At last count, the total was somewhere in the $7,000 or $8,000 range, and people may still donate at www.norawas.org, Wishcamper said. The cause is described in the best-seller "Born to Run," which features Caballo Blanco, who paid $3,000 of his own money last year to buy food for the Raramuri runners.
Among the audience members who packed the Wilma were many runners in athletic gear. Trisha Miller turned out early to hear Caballo, and Thursday she said his talk was both entertaining and enlightening.
"It's always inspiring to hear people who run for themselves and run for others, and who dedicate themselves through this sport to the end result (of) giving back," said Miller, who has been a runner herself the past eight years.
In fact, she and Missoula Fire Department firefighter Andy Drobeck are pulling in money for charity, too. The couple stages the Montana Made Run to fundraise for the International Association of Fire Fighters Burn Foundation, and they just completed the Chicago Marathon for the same cause.
Together, Drobeck and Miller raised $6,200 this year. The money goes toward medical bills and also camps for burn victims. Last year, the couple raised $4,900 in the Marine Corps Marathon.
"If we (firefighters) get burned on the job, it's a work-comp thing, and there's other support," Drobeck said. "But if you pull a victim out of the fire, it's good to know there's a charity and they'll be helped."
Drobeck, who also attended Caballo Blanco's talk, said he's familiar with the generosity of Missoulians, the same giving nature one of the lecture sponsors lauded Wednesday evening.
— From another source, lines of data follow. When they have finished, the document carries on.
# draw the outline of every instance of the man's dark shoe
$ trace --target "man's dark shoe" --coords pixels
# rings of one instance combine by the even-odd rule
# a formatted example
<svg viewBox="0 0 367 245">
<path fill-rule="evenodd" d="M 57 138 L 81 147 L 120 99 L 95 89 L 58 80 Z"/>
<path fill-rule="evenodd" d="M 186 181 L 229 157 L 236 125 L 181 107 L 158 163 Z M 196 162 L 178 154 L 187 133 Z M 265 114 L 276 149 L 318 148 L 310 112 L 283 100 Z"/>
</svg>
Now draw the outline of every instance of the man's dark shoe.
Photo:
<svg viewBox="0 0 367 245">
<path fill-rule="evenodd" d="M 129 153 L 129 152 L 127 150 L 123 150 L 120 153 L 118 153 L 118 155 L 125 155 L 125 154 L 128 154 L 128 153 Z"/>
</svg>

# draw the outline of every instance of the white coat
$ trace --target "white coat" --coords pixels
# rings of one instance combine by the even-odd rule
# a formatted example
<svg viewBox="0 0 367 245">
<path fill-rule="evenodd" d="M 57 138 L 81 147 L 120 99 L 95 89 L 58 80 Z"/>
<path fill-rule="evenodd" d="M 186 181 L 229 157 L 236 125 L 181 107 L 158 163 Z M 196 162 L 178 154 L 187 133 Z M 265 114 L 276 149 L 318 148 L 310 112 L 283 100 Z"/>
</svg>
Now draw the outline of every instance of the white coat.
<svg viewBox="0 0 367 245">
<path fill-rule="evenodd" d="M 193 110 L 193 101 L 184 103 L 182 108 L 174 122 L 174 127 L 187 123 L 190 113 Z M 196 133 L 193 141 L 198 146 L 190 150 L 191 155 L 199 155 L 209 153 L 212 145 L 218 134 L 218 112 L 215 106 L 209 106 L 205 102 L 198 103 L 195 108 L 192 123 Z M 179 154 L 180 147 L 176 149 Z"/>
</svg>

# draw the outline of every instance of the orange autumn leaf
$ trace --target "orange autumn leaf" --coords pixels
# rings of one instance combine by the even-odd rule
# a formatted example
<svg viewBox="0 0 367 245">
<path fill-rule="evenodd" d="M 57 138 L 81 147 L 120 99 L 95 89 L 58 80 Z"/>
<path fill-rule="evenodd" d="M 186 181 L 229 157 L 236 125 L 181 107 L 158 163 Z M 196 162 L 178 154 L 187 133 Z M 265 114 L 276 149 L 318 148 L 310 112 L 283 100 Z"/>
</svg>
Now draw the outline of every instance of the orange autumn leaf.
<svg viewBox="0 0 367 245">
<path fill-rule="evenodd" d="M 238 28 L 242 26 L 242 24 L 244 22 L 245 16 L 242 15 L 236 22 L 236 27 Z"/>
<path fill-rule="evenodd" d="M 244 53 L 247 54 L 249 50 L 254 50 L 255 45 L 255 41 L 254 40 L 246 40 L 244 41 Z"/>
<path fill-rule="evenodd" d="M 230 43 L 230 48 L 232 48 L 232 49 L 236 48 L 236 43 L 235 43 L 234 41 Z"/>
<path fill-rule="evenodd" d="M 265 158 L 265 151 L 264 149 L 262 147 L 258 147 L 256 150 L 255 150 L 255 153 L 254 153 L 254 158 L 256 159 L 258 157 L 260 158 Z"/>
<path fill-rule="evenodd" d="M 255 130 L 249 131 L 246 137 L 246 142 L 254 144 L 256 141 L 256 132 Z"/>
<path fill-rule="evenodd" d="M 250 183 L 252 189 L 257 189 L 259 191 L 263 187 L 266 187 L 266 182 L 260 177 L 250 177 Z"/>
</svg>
Among all the IAFF teams across the U.S., the firefighter said Missoula raised the most money this year, and Billings raised the second most at $3,700.
"It's not like I'm a special sales person at getting money. It's just that people want to support things like that here," Drobeck said.
And not only did the home team - Drobeck and Miller - raise the most money, he said Missoula runners are fastest in the IAFF as well. Drobeck finished the Chicago marathon in 2 hours 35 minutes and Miller finished in 3:00.
Runners don't have to be firefighters to be on the IAFF team, and it isn't too late to donate. Head to www.active.com/donate/IAFFBFdnBoACM10/trisha.
One reason Drobeck began raising money for others was because he was spending so much of his time training - time he could have been using to do a coat drive or something similar, he said. Drobeck didn't want to be selfish, and he knows people liked giving money to firefighters, so he took up the IAFF Burn Foundation cause.
"If I'm going to spend all this time running, maybe I should do something good as well," he said.